As mentioned, I recently moved once again, buying a house in a quiet subdivision in North Austin. I methodically unpacked a couple of boxes stuffed with three-ring binders of photo negatives, boxes of prints, even a half-dozen carousels of slides. If you remember slide carousels, then like me you’re eligible to join AARP, not that I recommend it. Nobody gets out alive when they join AARP. Just saying.
As I dutifully stacked a yard-long collection of three-ring binders on my closet shelf, accompanied by a couple dozen old print boxes filled with photos, I thought of my children. If I can’t figure out what to do with all this stuff, they will have to deal with it at some point.
I’m loath to chunk those negatives, contact sheets and boxes of prints. They represent the modest contribution I have made to capture a slice of East Texas in those pre-digital decades. So, I will likely keep carrying around these shelves of old negatives and prints until I can talk some archival collection repository into taking them.

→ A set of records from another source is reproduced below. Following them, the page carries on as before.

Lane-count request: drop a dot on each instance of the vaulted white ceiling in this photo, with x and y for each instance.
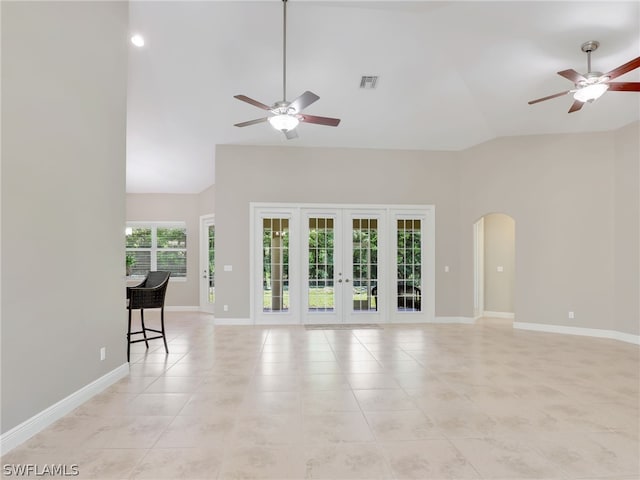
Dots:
(451, 75)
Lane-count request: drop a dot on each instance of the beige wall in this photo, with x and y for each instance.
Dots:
(563, 191)
(626, 217)
(559, 190)
(206, 201)
(63, 191)
(499, 244)
(329, 175)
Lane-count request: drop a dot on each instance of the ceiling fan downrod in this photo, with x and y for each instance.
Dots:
(588, 47)
(284, 51)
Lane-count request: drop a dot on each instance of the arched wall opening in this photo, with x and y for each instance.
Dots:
(494, 266)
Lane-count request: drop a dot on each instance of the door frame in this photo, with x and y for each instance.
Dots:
(478, 268)
(203, 272)
(391, 212)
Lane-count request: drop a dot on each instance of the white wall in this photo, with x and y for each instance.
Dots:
(63, 191)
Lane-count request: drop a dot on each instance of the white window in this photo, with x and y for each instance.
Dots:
(157, 246)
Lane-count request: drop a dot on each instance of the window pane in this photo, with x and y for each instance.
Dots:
(321, 293)
(409, 295)
(365, 258)
(141, 263)
(275, 267)
(174, 262)
(139, 238)
(172, 238)
(212, 264)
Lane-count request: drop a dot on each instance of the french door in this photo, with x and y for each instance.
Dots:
(342, 264)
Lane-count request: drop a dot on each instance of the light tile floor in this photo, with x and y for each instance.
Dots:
(425, 402)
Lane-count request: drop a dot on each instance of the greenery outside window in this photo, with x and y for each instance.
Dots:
(156, 246)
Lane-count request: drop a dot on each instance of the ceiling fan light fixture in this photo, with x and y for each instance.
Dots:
(590, 92)
(284, 122)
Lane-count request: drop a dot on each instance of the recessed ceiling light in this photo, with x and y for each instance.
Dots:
(368, 81)
(137, 40)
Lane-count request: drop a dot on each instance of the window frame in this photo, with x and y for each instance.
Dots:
(154, 249)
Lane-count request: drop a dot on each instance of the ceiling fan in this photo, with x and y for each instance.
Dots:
(592, 85)
(285, 116)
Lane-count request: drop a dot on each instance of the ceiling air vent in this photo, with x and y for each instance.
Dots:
(368, 81)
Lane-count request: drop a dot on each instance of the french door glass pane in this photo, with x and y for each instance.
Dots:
(321, 293)
(275, 265)
(365, 264)
(409, 262)
(212, 263)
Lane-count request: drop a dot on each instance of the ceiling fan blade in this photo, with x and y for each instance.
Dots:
(577, 105)
(624, 86)
(251, 122)
(253, 102)
(555, 95)
(291, 134)
(303, 101)
(622, 69)
(572, 75)
(330, 122)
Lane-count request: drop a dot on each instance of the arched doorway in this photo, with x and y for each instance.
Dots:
(494, 266)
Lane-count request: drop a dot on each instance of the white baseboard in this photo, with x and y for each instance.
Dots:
(588, 332)
(498, 314)
(233, 321)
(27, 429)
(181, 308)
(466, 320)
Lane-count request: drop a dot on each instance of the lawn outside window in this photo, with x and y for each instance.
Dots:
(157, 246)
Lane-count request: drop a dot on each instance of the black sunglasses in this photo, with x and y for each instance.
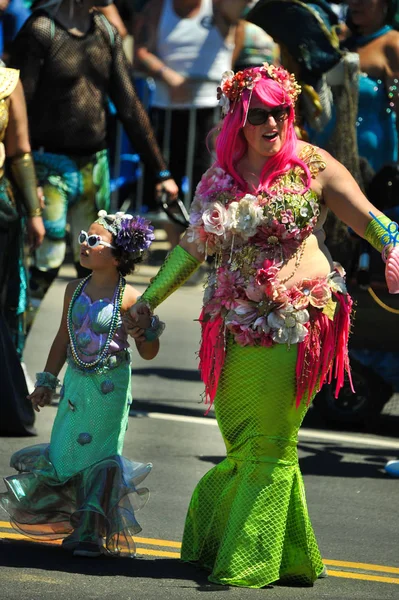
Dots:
(258, 116)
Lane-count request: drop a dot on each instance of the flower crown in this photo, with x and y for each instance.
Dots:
(132, 234)
(233, 84)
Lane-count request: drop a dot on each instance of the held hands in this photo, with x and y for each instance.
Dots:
(137, 317)
(169, 186)
(392, 270)
(41, 396)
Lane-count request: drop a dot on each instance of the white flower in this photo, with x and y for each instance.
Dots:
(224, 103)
(287, 325)
(244, 216)
(215, 219)
(337, 283)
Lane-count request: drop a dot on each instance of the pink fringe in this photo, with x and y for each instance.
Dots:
(324, 353)
(211, 354)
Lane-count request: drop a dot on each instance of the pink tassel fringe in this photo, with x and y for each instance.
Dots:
(211, 354)
(324, 353)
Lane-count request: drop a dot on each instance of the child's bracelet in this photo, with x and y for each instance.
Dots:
(156, 329)
(48, 380)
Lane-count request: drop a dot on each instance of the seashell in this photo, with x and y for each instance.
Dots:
(80, 310)
(107, 386)
(84, 438)
(392, 271)
(83, 339)
(100, 315)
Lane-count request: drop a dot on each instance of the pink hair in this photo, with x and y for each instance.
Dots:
(231, 144)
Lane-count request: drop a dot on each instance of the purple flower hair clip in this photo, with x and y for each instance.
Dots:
(133, 234)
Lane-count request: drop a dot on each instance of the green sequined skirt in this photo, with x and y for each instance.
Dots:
(248, 522)
(79, 487)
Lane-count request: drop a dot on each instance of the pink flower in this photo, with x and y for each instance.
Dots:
(267, 273)
(215, 219)
(214, 180)
(315, 292)
(228, 287)
(206, 242)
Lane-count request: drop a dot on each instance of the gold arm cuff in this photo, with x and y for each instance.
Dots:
(23, 173)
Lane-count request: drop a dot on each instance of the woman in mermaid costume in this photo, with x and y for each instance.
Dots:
(80, 488)
(275, 326)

At long last, the old darkroom is slated to be cleared out in the next few months. The negatives and photographs will end up in the university’s collections, the enlargers and other darkroom equipment hauled to surplus. A couple coats of fresh paint should eliminate that darkroom smell. I will continue to spend nights at home making prints the modern way, on a big-screen Macintosh attached to a photo printer. I manipulate the images in Photoshop with lights out, to better see the true tones on the screen. So in a sense I’m still hanging out in a darkroom, just without the smell.